Muitas vezes, uma vedação constitui o início de um processo em tribunal.
Ou porque se construiu uma vedação ou porque se deixou que uma vedação fosse abaixo ou, então, porque se deu cabo propositadamente de uma vedação.
Há quase dez anos atrás, em Vialonga, em Vila Franca de Xira, um sucateiro perdeu a vida quando era quase meia-noite.
Era pai de duas filhas e deixou viúva.
A mulher estranhou o facto de ele não surgir em casa, quando já era tardíssimo.
Era normal o indivíduo chegar a casa entre as dez e as onze da noite. Mas já passava muito da hora normal e não havia notícias dele.
Só no dia seguinte é que o cônjuge e as filhas do casal vieram a identificar o cadáver no hospital de Vila Franca de Xira.
Tinha ocorrido algo de dramático.
Para atalhar caminho, o homem decidiu atravessar a auto-estrada A1. Devia passar um pouco das 23h00m.

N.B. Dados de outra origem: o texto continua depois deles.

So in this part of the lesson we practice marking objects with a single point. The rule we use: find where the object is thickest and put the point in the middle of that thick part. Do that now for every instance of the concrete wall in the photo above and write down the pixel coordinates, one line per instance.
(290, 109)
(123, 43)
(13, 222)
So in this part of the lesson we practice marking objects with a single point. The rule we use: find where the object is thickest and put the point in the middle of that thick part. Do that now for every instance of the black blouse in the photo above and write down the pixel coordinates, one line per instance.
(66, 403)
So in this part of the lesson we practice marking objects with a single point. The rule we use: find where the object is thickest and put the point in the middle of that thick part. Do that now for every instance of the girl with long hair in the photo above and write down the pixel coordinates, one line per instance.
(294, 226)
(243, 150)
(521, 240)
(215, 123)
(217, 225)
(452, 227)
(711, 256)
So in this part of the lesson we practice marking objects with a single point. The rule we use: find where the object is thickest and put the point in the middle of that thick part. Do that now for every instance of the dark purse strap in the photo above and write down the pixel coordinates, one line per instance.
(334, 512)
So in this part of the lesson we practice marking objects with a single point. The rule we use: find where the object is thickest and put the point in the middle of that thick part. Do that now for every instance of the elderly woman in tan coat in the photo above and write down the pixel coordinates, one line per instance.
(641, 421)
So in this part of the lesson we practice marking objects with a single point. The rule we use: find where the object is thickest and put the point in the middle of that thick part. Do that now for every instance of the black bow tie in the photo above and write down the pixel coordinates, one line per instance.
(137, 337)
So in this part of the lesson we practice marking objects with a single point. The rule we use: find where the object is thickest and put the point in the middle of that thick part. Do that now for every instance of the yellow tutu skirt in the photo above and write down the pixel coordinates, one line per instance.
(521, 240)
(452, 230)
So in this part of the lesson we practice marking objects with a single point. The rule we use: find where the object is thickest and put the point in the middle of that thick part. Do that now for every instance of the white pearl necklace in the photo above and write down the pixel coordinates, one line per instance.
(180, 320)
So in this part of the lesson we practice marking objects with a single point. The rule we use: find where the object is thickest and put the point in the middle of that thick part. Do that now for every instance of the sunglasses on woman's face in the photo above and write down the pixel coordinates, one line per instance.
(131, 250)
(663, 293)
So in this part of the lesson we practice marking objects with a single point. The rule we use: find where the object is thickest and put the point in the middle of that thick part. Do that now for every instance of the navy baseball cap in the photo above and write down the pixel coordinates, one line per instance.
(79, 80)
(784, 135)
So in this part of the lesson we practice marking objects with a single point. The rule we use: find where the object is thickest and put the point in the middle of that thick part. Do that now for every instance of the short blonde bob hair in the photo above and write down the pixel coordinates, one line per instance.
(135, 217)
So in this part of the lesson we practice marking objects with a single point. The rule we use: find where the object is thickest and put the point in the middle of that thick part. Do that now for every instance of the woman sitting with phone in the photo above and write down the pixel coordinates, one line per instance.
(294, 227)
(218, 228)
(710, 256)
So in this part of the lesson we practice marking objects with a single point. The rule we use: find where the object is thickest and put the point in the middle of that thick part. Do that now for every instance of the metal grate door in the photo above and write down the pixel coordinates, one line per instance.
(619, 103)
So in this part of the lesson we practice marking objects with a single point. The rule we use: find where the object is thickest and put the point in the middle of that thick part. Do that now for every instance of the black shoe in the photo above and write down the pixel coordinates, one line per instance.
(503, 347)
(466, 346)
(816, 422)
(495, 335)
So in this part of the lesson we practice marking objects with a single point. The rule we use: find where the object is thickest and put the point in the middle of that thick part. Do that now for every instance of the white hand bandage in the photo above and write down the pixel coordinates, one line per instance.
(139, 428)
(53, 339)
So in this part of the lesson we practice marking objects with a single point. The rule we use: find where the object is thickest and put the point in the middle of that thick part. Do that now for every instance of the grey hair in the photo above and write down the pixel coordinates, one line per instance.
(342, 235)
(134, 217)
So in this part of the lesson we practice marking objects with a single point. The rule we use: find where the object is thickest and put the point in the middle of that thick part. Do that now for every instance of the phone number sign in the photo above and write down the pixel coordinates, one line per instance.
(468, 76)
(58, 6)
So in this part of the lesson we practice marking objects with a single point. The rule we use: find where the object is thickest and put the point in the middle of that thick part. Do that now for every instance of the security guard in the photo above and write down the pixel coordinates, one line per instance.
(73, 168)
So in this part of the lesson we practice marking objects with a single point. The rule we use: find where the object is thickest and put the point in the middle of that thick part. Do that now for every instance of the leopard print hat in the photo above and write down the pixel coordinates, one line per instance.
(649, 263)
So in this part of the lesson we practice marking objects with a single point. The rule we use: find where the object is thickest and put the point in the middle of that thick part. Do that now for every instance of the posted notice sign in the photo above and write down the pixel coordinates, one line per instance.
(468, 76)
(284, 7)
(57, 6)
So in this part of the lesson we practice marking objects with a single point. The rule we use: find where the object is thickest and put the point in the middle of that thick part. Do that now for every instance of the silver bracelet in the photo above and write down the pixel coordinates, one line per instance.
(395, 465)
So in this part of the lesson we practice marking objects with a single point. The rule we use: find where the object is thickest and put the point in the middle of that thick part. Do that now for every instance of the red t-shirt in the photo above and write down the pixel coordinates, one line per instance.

Foi embatido por um Mercedes-Benz conduzido por uma senhora. Quase por certo, o veículo circulava a menos de 120 km/h, a velocidade máxima permitida no local.
Estava fora de questão considerar que a condutora era a culpada do acidente.
Ainda assim, a viúva decidiu processar, em tribunal, uma companhia de seguros, pedindo uma indemnização.
Não a seguradora do luxuoso carro. Mas a companhia contratada pela Brisa, que explora a via em causa.
É que, no local onde o homem atravessou, havia densa vegetação, com altura significativa. Mas a vedação encontrava-se derrubada.
Por isso, o acesso à auto-estrada encontrava-se muito facilitado.
O que a viúva defendia é que o marido não teria invadido a auto-estrada caso existisse uma barreira em condições.
É claro que perdeu o caso.
É proibido os peões circularem nas auto-estradas, designadamente procedendo à sua travessia.
Também é verdade que a Brisa é obrigada a manter vedações ao longo das auto-estradas, cabendo-lhe mantê-las em boas condições.
Mas não foi a circunstância de a vedação ter sido transposta que causou o atropelamento. Foi o facto de o peão ter decidido invadir a auto-estrada, para atravessá-la.